I suggest that if a language is easier to implement, then it is likely also
easier to understand. Isn't it better to spend time learning to write better
programs than language arcana? If a language can capture 90% of the power of
C++ with 10% of its complexity, I argue that is a worthwhile tradeoff.
Why is [expletive deleted] printf in D?
printf is not typesafe. It's old fashioned. It's not object-oriented.
It's not usable with user-defined types. printf is guilty as
charged. But it's just so darned useful. Nothing beats it for banging out
a quick dump of a value when debugging.
Note: printf is actually not really
part of D anyway, but since D provides easy access to C's runtime library,
D gets it when needed.
Will D be open source?
The long term success of D will require it to be open source. The plan is
to first get an implementation working, and then make the front end available
to people who would like to merge it with GCC.
Why fall through on switch statements?
Many people have asked for a requirement that there be a break between
cases in a switch statement, that C's behavior of silently falling through
is the cause of many bugs.
The reason D doesn't change this is for the same reason that integral
promotion rules and operator precedence rules were kept the same - to
make code that looks the same as in C operate the same. If it had subtly
different semantics, it will cause frustratingly subtle bugs.

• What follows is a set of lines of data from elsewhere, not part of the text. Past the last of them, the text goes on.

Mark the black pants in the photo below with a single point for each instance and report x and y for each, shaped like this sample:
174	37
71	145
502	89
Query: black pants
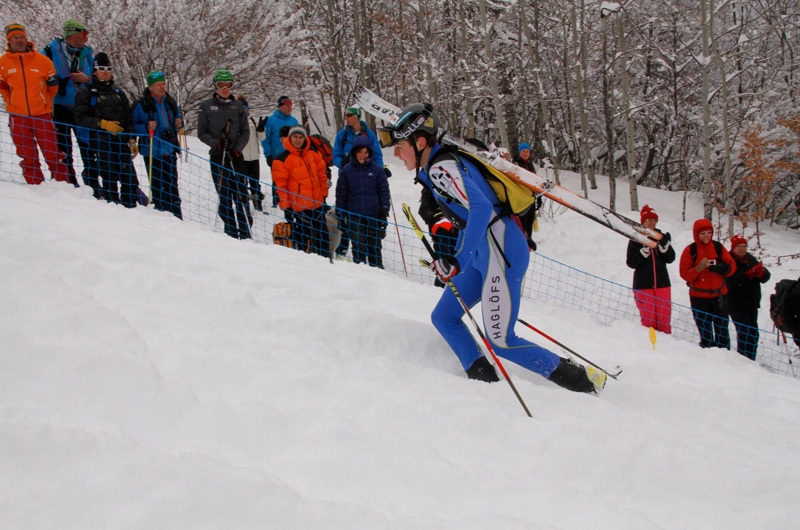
253	170
234	208
746	323
711	318
164	184
115	168
65	125
365	234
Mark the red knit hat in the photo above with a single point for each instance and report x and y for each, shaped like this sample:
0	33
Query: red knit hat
737	240
648	213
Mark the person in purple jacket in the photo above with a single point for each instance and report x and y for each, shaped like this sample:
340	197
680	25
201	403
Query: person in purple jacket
362	202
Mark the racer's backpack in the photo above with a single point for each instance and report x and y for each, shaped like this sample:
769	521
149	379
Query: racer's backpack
783	305
321	145
514	195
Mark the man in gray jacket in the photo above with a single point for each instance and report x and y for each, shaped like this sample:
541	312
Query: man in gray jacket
222	125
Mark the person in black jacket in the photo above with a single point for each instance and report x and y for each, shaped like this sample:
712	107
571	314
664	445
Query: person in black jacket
525	161
652	289
744	296
104	108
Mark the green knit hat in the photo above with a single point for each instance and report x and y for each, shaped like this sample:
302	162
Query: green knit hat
156	76
73	27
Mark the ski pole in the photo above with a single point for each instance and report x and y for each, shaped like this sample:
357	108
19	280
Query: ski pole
464	306
150	165
788	353
570	350
399	241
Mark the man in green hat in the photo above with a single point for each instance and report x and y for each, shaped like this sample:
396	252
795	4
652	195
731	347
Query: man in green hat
74	64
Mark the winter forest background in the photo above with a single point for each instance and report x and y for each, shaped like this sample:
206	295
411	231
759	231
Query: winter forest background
686	94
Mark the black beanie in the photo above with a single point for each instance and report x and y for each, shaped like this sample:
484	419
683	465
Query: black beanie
101	59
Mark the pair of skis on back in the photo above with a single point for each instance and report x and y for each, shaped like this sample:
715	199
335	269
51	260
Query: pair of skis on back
383	110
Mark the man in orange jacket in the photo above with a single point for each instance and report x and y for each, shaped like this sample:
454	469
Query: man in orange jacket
704	265
28	84
299	174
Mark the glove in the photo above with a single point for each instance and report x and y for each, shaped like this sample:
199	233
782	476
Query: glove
445	268
756	271
719	268
111	126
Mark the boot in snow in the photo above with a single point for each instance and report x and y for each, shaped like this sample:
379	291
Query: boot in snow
577	378
482	370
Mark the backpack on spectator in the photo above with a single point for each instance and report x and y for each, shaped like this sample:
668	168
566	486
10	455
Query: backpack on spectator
783	306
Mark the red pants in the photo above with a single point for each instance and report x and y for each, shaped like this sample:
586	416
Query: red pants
27	132
655	308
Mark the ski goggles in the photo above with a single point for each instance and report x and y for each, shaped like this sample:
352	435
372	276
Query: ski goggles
388	137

Why should I use D instead of Java?
D seriously departs from Java. Here are some of the ways,
in no particular order:
- D has out and inout function parameters, i.e. functions can return
multiple values.
- D has enums.
- D's floating point is the best available on the target machine.
- D has design by contract.
- D has a direct interface to C and operating system APIs.
- D has lightweight structs.
- D has strings implemented as arrays, not objects.
- D has broad basic type support.
- D has imaginary and complex floating point types.
- D has typedefs.
- D does not do dynamic class loading.
- D has turn-offable array bounds checking.
- D has support for assert()s and debug statements.
- D works with your other existing dev tools (make, linkers, debuggers,
etc.)
Java is designed to be write once, run everywhere. D is designed for writing
efficient native system apps. Although D and Java share the notion that
garbage collection is good and multiple inheritance is bad , their
different design goals mean the languages have very different feels.
Why have an asm statement in a portable language?
An asm statement allows assembly code to be inserted directly into a D
function. Assembler code will obviously be inherently non-portable. D is
intended, however, to be a useful language for developing systems apps.
Systems apps almost invariably wind up with system dependent code in them
anyway, inline asm isn't much different. Inline asm will be useful for
things like accessing special CPU instructions, accessing flag bits, special
computational situations, and super optimizing a piece of code.
Before the C compiler had an inline assembler, I used external assemblers.
There was constant grief because many, many different versions of the
assembler were out there, the vendors kept changing the syntax of the
assemblers, there were many different bugs in different versions, and even
the command line syntax kept changing. What it all meant was that users
could not reliably rebuild any code that needed assembler. An inline
assembler provided reliability and consistency.